Saturday, August 20, 2011

NHS Reform: Soup & Insight



Waiter! I don’t like this Fish Soup.

Oh! That is the F.H. Special. Suppose to be good.




I’ll give you the P.C.T. version. Much better.

Waiter! It is the same soup.




O.K. Let me get you the HSCB one. The latest and the best.


But it is still the same soup.



Well The Shrink found that out too. I experienced the same when I was Medical Director.

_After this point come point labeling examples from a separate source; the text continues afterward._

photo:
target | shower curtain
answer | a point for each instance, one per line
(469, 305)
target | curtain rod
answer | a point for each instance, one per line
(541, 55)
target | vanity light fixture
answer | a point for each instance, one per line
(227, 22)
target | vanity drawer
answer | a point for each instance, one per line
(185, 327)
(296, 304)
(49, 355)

If anyone should think that they have changed, think again. The control is from up high.

The Shrink: Insight

I'd always thought the Chief Executive to be influential. I was naive. The Chief Executive has great influence over a great many things, but it's finite and in some ways is actually quite narrow. I'd not really appreciated the constraints that Monitor and CQC and SHA and DoH and others shackle the Chief Executive with. The Chief Executive has responsibility but Executive Directors have their own portfolios and they, not the Chief Executive, sort those. After deciding how things shall be, the Chief Executive then has tiers of managers whose Chinese whispers distort the detail and implementation of the intentions, horribly. Can the Chief Executive direct me to prescribe Mrs Smith olanzapine 5mg velotab at night? No. That's a clinical not a managerial decision, the Chief Executive has no direct influence on what clinicians do in their work.

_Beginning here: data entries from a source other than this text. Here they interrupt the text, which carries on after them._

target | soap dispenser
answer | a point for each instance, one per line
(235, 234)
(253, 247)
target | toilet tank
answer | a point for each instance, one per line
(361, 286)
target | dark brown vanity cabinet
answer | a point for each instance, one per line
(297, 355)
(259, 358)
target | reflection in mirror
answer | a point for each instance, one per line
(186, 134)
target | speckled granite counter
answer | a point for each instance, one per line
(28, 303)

National drivers constraining the Chief Executive's options. Local commissioners directing the Chief Executive's choices. Tiers of managers running with the Chief Executive's wishes yet effecting implementation (or not) their own way. Managerial decisions' boundary with clinical decision making (and no direct managerial influence in this). Good grief. I'd not really thought through what a grim position it is to hold, having all the responsibility yet with much less opportunity to effect detailed sophisticated systemic change than I'd considered. Worse, I erroneously presumed that the Chief Executive is boss and can sort everything. Most folk do.

I lacked insight into the situation.